Иван выпил и осоловел. Он сидел на краю опустелого стола, чтоб не слишком бросаться в глаза, и, свесив голову к груди, все думал и думал. Снова вспомнился покойник Сымон — не дожил он до этого праздника, не посмотрит на сына своего. И в том, что Сымон не дожил до этого дня, Иван почувствовал свою вину. И произошло это потому, что Иван как бы приблизился к Сымону, и оба они, и Сымон и Иван, были чем-то связаны. Только об этом подумалось, снова захотелось кому-то сознаться. И его уже мало волновало, что подумает и скажет Янина, что будет потом, — хотелось только сознаться и этим снять с души камень.
Иван поднялся и, пошатываясь, пошел во двор, где танцевали, — Марыля подвыпила и давно топала ногами с такими же краснолицыми бабами. Володька встретился на пороге. Улыбаясь, он шел навстречу, поддерживая рукою за плечи свое остроносое счастье. Они столкнулись, и Иван отступил.
— Володька, — тихо проговорил Иван, когда молодые миновали его.
— Что, дед? — Володька повернулся, улыбаясь чему-то своему, подошел. Молодую от себя не отпускал, да та и не старалась отойти.
— Пчелок я тогда у вас свел…
— Какие пчелы, дедусь, свадьба сегодня моя, гулять надо.
— Пчелы у твоего отца были когда-то. Так это я их свел: дусту сыпанул на липу.
Володька нахмурился, что-то вспоминая, а затем почему-то неожиданно снова улыбнулся.
— Так мы об этом знаем, дед. Давно знаем. Отец у тебя тогда летки видел закрытые.
— Так, а как же теперь… — Иван даже растерялся.
— А ничего, гуляй, старик… Ничего. Это мать все: говорит, иди пригласи…
И тут, когда Иван увидел улыбку, услышал легкое «гуляй, старик», что-то оборвалось в груди, задрожали губы:
— Ты прости…
Улыбка исчезла с Володькиного лица.
— Что же ты мне, дед, рассказываешь. Отцу нужно было говорить, а не мне. Что я… — Володька повернулся и, обнимая девушку, пошел в хату.
Иван не дождался Марыли, потянулся домой. Разделся, лег на кровать. Было тяжело. И не только от боли в груди, но и от взгляда на большой пустой дом, в котором не слышалось ни единого звука.
Физик Сакович, два месяца назад защитивший кандидатскую на тему «К вопросу о роли взаимодействия некоторых элементарных частиц», проснулся весенним утром от голоса жены.
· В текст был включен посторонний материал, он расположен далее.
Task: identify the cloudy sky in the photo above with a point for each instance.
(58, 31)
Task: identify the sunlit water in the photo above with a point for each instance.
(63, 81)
Сакович посмотрел на будильник — начало восьмого. Надо вставать: пока соберешься, доедешь — как раз и девять. Минута в минуту. Было воскресенье, но сотрудники лаборатории договорились выйти на работу — «горела» тема, которую предстояло срочно сдавать.
Начинался обычный трудовой день, каких до этого было много, и все то, что теперь делал Сакович, было тоже обыденным: холодная вода в ванне, белый «Помория», завтрак из кофе и булки с маслом, несколько слов жене — все делалось скорее по привычке, чем по необходимости, думалось только о работе — и, наконец, люди в троллейбусе, пересадка, снова переполненный троллейбус — ездить приходилось в противоположный конец города.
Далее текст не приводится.